Kanai Y, Ishiyama D, Senda H, Iwatani W, Takahashi H, Konno H, Tokumasu S, Kanazawa S
Institute of Biotechnology Applied to Soil Eumycetes, Akita, Japan.
J Antibiot (Tokyo). 2000 Sep;53(9):863-72. doi: 10.7164/antibiotics.53.863.
In the course of a screening program for specific inhibitors of human topoisomerase I using a recombinant yeast, we have discovered four new active compounds. All four compounds were isolated from the culture broth of a fungus, Phoma sp. BAUA2861, and two of them were isolated from the culture broth of a fungus, Penicillium sp. BAUA4206. We designated these compounds as topopyrones A, B, C and D. Topopyrones A, B, C and D selectively inhibited recombinant yeast growth dependent on expression of human topoisomerase I with IC50 values of 1.22, 0.15, 4.88 and 19.63 ng/ml, respectively. The activity and selectivity of topopyrone B were comparable to those of camptothecin. The relaxation of supercoiled pBR322 DNA by human DNA topoisomerase I was inhibited by these compounds, however they did not inhibit human DNA topoisomerase II. Topopyrones A, B, C and D were cytotoxic to all tumor cell lines when tested in vitro. Topopyrone B has potent inhibitory activity against herpesvirus, especially varicella zoster virus (VZV). It inhibited VZV growth with EC50 value of 0.038 microg/ml, which is 24-fold stronger than that of acyclovir (0.9 microg/ml). Topopyrones A, B, and C were inhibitory to Gram-positive bacteria.
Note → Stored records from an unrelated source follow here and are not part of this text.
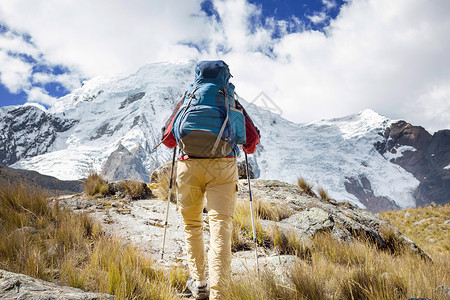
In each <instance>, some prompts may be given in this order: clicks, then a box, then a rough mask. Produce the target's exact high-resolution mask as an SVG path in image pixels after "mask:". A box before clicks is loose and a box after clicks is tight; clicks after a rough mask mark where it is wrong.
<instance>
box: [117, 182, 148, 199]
mask: <svg viewBox="0 0 450 300" xmlns="http://www.w3.org/2000/svg"><path fill="white" fill-rule="evenodd" d="M119 185H120V186H121V187H122V188H123V189H125V191H126V193H127V194H128V195H129V196H130V197H131V199H133V200H136V199H143V198H145V197H146V196H147V190H148V187H147V186H146V185H145V183H142V182H139V181H135V180H123V181H121V182H119Z"/></svg>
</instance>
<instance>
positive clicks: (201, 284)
mask: <svg viewBox="0 0 450 300" xmlns="http://www.w3.org/2000/svg"><path fill="white" fill-rule="evenodd" d="M206 286H207V284H206V280H204V281H198V280H195V279H194V278H189V279H188V281H187V283H186V290H189V292H191V296H192V297H194V298H195V299H199V300H200V299H201V300H203V299H208V297H209V292H208V290H207V289H206Z"/></svg>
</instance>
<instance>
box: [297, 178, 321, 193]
mask: <svg viewBox="0 0 450 300" xmlns="http://www.w3.org/2000/svg"><path fill="white" fill-rule="evenodd" d="M297 185H298V187H299V188H300V190H301V191H302V192H305V193H306V194H307V195H309V196H311V197H317V196H316V194H315V193H314V192H313V190H312V188H313V185H312V184H310V183H309V182H307V181H306V180H305V179H304V178H303V177H299V178H298V179H297Z"/></svg>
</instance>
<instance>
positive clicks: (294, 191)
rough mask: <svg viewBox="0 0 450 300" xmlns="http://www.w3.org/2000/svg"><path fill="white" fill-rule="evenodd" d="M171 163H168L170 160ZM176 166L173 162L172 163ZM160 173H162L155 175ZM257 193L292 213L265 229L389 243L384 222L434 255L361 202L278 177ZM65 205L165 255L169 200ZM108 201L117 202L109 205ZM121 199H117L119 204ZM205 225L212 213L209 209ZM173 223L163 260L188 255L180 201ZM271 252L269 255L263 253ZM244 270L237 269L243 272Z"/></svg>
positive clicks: (247, 190)
mask: <svg viewBox="0 0 450 300" xmlns="http://www.w3.org/2000/svg"><path fill="white" fill-rule="evenodd" d="M166 165H167V164H166ZM169 168H170V165H169ZM155 176H156V175H155ZM251 184H252V193H253V199H254V200H255V201H264V202H269V203H273V204H280V205H283V206H286V209H287V210H289V211H290V212H291V215H290V216H289V217H288V218H285V219H283V220H281V221H279V222H275V221H269V220H261V225H262V226H263V228H264V229H265V230H269V229H270V228H271V227H272V226H277V227H278V228H279V229H280V230H283V231H286V232H290V231H291V230H293V231H294V232H295V233H296V234H297V235H298V236H299V237H300V238H302V239H309V238H310V237H312V236H313V235H315V234H316V233H319V232H329V233H331V234H332V236H333V237H334V238H336V239H338V240H342V241H352V240H353V239H354V238H355V237H360V236H364V237H368V238H370V240H371V241H372V242H373V243H375V244H377V245H378V246H379V247H381V248H383V247H384V246H385V245H386V242H385V241H384V239H383V236H382V235H381V234H380V229H381V228H382V227H384V226H387V227H388V228H392V229H393V230H394V231H395V232H396V234H397V235H398V237H399V239H401V240H403V241H404V242H405V244H406V245H409V247H410V248H411V249H412V251H413V252H416V253H417V254H418V255H419V256H422V257H424V258H428V256H427V255H426V254H425V253H424V252H423V251H422V250H421V249H420V248H419V247H418V246H417V245H416V244H415V243H414V242H413V241H411V240H410V239H408V238H407V237H406V236H405V235H403V234H402V233H400V232H399V231H398V230H396V229H395V228H393V227H392V226H391V225H390V224H389V223H388V222H386V221H385V220H383V219H381V218H379V217H378V216H377V215H375V214H373V213H371V212H369V211H367V210H365V209H361V208H357V207H355V206H351V205H347V204H343V203H337V202H335V201H332V200H331V201H326V200H320V199H318V198H314V197H309V196H307V195H305V194H304V193H303V192H301V191H299V189H298V188H297V187H296V186H294V185H291V184H287V183H284V182H280V181H273V180H260V179H258V180H252V182H251ZM238 201H248V183H247V180H246V179H243V180H240V181H239V192H238ZM58 202H59V205H61V206H65V207H70V208H71V209H74V210H78V211H86V212H89V213H90V214H92V215H94V216H96V218H97V219H99V220H102V221H103V222H104V224H103V228H104V229H105V230H107V231H108V232H111V233H114V234H117V235H118V236H119V237H120V238H121V239H122V240H123V241H130V242H132V243H134V244H135V245H137V246H139V247H140V248H142V249H143V250H144V251H146V252H147V253H148V254H150V255H151V256H152V257H153V258H154V259H159V258H160V257H161V251H162V239H163V232H164V223H165V218H166V209H167V202H166V201H162V200H160V199H148V200H137V201H124V200H123V199H122V200H121V199H115V198H105V199H101V201H100V202H97V201H96V200H93V199H89V198H84V197H82V196H74V197H66V198H63V199H59V200H58ZM107 203H111V204H110V205H108V204H107ZM114 203H116V204H114ZM203 216H204V219H205V223H204V226H205V228H208V223H207V221H206V219H207V214H206V213H204V214H203ZM168 220H169V222H168V228H167V229H168V230H167V237H166V245H165V251H164V253H165V258H166V259H168V260H169V261H167V262H161V263H168V264H170V263H174V262H179V260H180V259H182V260H183V262H186V260H185V255H186V254H185V253H186V252H185V250H184V249H185V243H184V231H183V228H184V227H183V223H182V220H181V214H180V212H179V211H177V206H176V205H175V204H172V203H171V204H170V205H169V219H168ZM204 236H205V241H206V243H208V242H209V231H208V230H205V233H204ZM259 250H260V251H259V253H260V256H261V260H262V261H264V260H265V261H267V263H268V264H270V260H271V259H270V257H271V256H277V257H278V255H277V253H276V252H275V251H272V250H271V249H265V250H264V251H262V250H263V249H262V248H261V249H259ZM233 257H234V258H233V260H236V262H234V263H233V264H234V265H235V266H238V267H239V268H242V267H243V264H246V267H251V265H252V264H254V262H252V259H254V252H252V253H251V254H249V255H247V254H246V251H239V252H236V253H235V254H234V256H233ZM263 257H265V258H263ZM239 270H240V269H237V270H235V269H233V272H238V271H239Z"/></svg>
在一项使用重组酵母筛选人拓扑异构酶I特异性抑制剂的过程中,我们发现了四种新的活性化合物。所有这四种化合物均从一种真菌——茎点霉属BAUA2861的培养液中分离得到,其中两种还从一种青霉属真菌BAUA4206的培养液中分离得到。我们将这些化合物命名为拓扑吡喃酮A、B、C和D。拓扑吡喃酮A、B、C和D选择性地抑制依赖于人拓扑异构酶I表达的重组酵母生长,其IC50值分别为1.22、0.15、4.88和19.63 ng/ml。拓扑吡喃酮B的活性和选择性与喜树碱相当。这些化合物抑制人DNA拓扑异构酶I对超螺旋pBR322 DNA的松弛作用,但不抑制人DNA拓扑异构酶II。在体外测试时,拓扑吡喃酮A、B、C和D对所有肿瘤细胞系均具有细胞毒性。拓扑吡喃酮B对疱疹病毒,尤其是水痘带状疱疹病毒(VZV)具有强大的抑制活性。它抑制VZV生长的EC50值为0.038 μg/ml,比阿昔洛韦(0.9 μg/ml)强24倍。拓扑吡喃酮A、B和C对革兰氏阳性菌有抑制作用。